The yaml format is below, they are identical. Either one is fine.

$ cat bootstrap.yml
server:
  port: 8001

spring: 
  application:
    name: config-client-demo

spring:
  profiles:
    active: development

spring:
  cloud: 
    config:
      uri: http://localhost:8888

management:
  security:
    enabled: true

The application name has to match as the {application} in the git repositories.

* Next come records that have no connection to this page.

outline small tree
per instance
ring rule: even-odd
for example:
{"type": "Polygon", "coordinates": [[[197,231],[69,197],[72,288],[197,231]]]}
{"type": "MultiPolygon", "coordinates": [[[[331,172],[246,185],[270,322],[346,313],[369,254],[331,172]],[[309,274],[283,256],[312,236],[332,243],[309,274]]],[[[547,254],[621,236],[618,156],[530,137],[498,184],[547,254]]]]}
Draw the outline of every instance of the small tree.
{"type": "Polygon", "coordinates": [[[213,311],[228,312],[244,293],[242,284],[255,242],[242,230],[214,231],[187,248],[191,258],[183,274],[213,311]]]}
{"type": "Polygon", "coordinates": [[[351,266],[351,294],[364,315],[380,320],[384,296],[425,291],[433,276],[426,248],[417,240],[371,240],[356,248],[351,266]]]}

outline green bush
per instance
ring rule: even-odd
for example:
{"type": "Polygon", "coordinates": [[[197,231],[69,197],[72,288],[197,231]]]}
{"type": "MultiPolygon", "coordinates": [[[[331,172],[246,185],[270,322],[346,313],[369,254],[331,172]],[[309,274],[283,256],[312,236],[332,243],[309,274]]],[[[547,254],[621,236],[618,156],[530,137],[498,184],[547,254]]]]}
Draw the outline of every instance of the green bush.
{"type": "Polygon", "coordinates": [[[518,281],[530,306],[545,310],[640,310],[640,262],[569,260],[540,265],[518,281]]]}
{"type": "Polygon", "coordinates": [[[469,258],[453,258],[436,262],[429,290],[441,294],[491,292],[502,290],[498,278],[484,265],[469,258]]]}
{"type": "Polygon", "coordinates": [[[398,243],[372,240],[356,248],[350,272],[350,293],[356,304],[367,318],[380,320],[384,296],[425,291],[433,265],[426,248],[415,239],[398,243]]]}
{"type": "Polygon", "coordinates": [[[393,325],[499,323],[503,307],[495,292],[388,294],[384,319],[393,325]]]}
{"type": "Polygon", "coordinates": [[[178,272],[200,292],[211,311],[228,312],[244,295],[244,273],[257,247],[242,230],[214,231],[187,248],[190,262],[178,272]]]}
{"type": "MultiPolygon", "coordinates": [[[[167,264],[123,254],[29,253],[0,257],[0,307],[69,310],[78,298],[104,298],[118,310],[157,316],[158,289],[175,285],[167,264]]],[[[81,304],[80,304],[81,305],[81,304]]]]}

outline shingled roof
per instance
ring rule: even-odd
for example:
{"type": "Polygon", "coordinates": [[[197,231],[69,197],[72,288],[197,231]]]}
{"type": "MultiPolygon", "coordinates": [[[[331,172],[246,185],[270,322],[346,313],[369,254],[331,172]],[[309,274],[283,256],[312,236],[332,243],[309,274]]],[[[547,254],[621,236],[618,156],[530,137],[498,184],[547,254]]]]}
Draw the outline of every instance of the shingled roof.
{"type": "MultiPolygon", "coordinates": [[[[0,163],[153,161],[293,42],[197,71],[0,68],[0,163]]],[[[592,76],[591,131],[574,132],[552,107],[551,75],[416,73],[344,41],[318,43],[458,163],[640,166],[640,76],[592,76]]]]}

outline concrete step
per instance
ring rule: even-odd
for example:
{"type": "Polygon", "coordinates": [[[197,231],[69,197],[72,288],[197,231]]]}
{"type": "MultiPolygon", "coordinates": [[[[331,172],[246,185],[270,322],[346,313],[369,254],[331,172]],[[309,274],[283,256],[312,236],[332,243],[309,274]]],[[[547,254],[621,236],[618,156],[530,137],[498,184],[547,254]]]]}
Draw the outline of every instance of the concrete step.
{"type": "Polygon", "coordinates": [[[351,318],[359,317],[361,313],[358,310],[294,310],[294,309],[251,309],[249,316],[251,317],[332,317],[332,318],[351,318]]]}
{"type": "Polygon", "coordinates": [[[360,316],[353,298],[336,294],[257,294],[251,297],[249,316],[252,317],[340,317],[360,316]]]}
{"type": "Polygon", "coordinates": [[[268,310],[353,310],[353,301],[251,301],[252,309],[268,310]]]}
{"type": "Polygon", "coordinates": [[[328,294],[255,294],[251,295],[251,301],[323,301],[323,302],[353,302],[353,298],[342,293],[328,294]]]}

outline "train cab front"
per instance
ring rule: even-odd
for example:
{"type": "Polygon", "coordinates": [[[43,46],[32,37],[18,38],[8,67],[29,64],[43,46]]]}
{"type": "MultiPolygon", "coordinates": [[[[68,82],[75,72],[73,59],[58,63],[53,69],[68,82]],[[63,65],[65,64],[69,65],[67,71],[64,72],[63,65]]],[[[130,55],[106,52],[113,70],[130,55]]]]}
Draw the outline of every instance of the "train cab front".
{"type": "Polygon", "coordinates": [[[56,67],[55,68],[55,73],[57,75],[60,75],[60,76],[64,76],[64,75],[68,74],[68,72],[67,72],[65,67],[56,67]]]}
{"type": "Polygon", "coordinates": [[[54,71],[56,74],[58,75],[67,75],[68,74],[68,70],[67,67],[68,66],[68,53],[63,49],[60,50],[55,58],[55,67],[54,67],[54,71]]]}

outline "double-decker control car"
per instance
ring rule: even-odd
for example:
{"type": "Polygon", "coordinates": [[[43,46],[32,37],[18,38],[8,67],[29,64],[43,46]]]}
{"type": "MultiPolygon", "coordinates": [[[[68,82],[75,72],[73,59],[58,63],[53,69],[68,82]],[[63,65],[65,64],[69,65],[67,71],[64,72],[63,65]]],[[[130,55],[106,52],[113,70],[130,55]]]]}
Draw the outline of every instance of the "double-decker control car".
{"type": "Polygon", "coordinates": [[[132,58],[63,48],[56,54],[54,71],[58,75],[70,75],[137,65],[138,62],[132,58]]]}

3.2 Start and Test config-client-demo

Compile:

# compile
mvn clean install

# start config-client-demo application with the development profile
java -jar config-client-demo.jar --spring.application.profiles=development

# Test application use another console
curl http://localhost:8001/message

You should get something like this:

This is a dev properties

Try other profiles:staging and production:

# start config-client-demo application with staging profiles
java -jar config-client-demo.jar --spring.application.profiles=staging

# start config-client-demo application with production profiles
java -jar config-client-demo.jar --spring.application.profiles=production

curl http://localhost:8001/message you will get for staging and production

3.3 Actuator Enable Refresh Config

3.3.1 Add Actuator dependency

    <dependency>
      <groupId>org.springframework.boot</groupId>
      <artifactId>spring-boot-starter-actuator</artifactId>
    </dependency>

3.3.2 Add @RefreshScope Annotation

@RestController
@RefreshScope
public class MessageController {
    @Value("${example.message}")
    private String msg;

    @RequestMapping("/message")
    String getMsg() {
        return this.msg;
    }
}

When configations change on the config-server, you can trigger /refresh endpoint manually to reload the config changes.

4 Auto Refresh Config

From above, you need to trigger /refresh endpoint manually to reload the config changes. This is not practical and viable if you have large number of applications. Spring Cloud Bus module can be used to implement auto refresh configs. It links multiple applications with a message broker and broadcast configuration changes.